Lorsque la procédure interne est en cours, l’auteur du signalement peut se faire accompagner par le médecin du travail, l’inspection du travail, le Défenseur des droits ou encore par des associations spécialisées.

4) Quel est le rôle de l’employeur dans la prévention et l’anéantissement du harcèlement sexuel au travail ?

L’employeur a l’obligation d’agir contre le harcèlement sexuel.

Il est en effet de la responsabilité de l’employeur « de prévenir les faits de harcèlement sexuel, d’y mettre un terme et de les sanctionner ».

Au titre de son obligation générale en matière de santé et sécurité, l’employeur est titulaire d’une obligation de prévention et d’action en matière de lutte contre le harcèlement sexuel.

La DGT souligne que « mettre fin au harcèlement sexuel d’un salarié » ne suffit pas à dégager l’employeur de sa responsabilité, s’il n’a pas agi préalablement, « au travers d’une politique de prévention ».

4.1) L’obligation de l’employeur de prévenir les faits de harcèlement sexuel

4.1.1) Les obligations spécifiques en matière de prévention

Parmi ses obligations spécifiques, l’employeur est par exemple tenu d’informer l’ensemble du personnel de l’entreprise sur la thématique du harcèlement sexuel.

Également, depuis la loi du 5 septembre 2018 (nº 2018771), l’employeur d’une entreprise de plus de 250 salariés a l’obligation de désigner un référent en matière de lutte contre le harcèlement sexuel et les agissements sexistes.

Le guide liste les missions possibles du référent :

  • Réaliser des actions de sensibilisation et de formation des salariés comme du personnel encadrant ;

  • Orienter les salariés vers les autorités compétentes ;

  • Mettre en ½uvre des procédures internes afin de favoriser le signalement et le traitement des faits de harcèlement sexuel et d’agissements sexistes ;

  • Réaliser une enquête suite à un signalement.

4.1.2) L’obligation générale en matière de santé et sécurité

Respecter les obligations spécifiques n’est pas suffisant pour écarter la responsabilité de l’employeur, il existe également une obligation de prévention au titre de l’obligation générale en matière de santé et sécurité.

Effectivement, l’employeur doit « prendre les mesures nécessaires pour assurer la sécurité et protéger la santé physique et mentale des travailleurs » (article L. 4121-1 du code du travail).

  • Evaluer le risque

Il est important d’évaluer le risque de harcèlement sexuel et d’agissement sexistedans une entreprise, l’évaluation des risques étant l’un des principes généraux de prévention.

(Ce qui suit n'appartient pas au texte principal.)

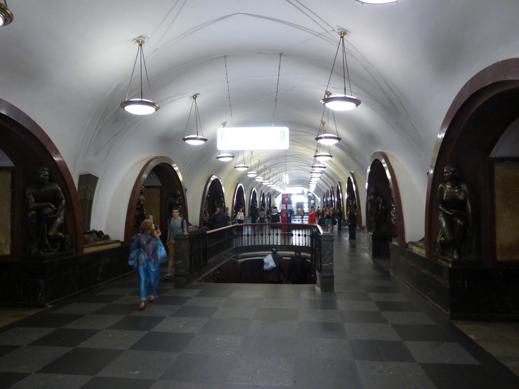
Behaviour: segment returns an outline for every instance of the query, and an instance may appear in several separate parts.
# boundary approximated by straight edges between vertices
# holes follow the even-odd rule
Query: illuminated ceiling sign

Le manuel souligne que ces risques doivent être pris en compte dans l’élaboration du DUER, le document unique d’évaluation des risques (articles R. 4121-1 et suivants du code du travail).

Également, la DGT liste des indicateurs permettant d’évaluer ces risques, par exemple :

  1. Existe-t-il un précédent nécessitant une vigilance accrue ?

  2. Existe-t-il des situations de travailleurs isolés et/ou en situation de vulnérabilité ?

  3. Quel est la composition des équipes ?

  4. Les salariés peuvent-ils facilement faire remonter des difficultés relationnelles dans l’entreprise ?

Pour que l’évaluation des risques de harcèlement sexuel et d’agissements sexistes soit « pertinente », il est important qu’elle soit nourrie par des points de vue croisés (représentants du personnel, médecins du travail, psychologues du travail, etc. doivent être associés à cette démarche) et des éléments de contexte.

  • Prévenir :

Le manuel conseille aux employeurs de mettre en place une prévention du harcèlement sexuel et des agissements sexistes.

Il est possible pour cela de :  

  • Négocier :

Selon la DGT, la négociation obligatoire sur l’égalité professionnelle entre les femmes et les hommes peut contenir une telle prévention.

4.1.2.1) Former les membres du Comité social et économique et le personnel encadrant :  

Le manuel préconise de former le personnel encadrant, qui constitue un pivot pour relayer la politique de prévention et de déceler le harcèlement sexuel et les agissements sexistes.

En effet, un niveau de connaissance souvent insuffisant des managers à cette problématique est dénoncé par la DGT.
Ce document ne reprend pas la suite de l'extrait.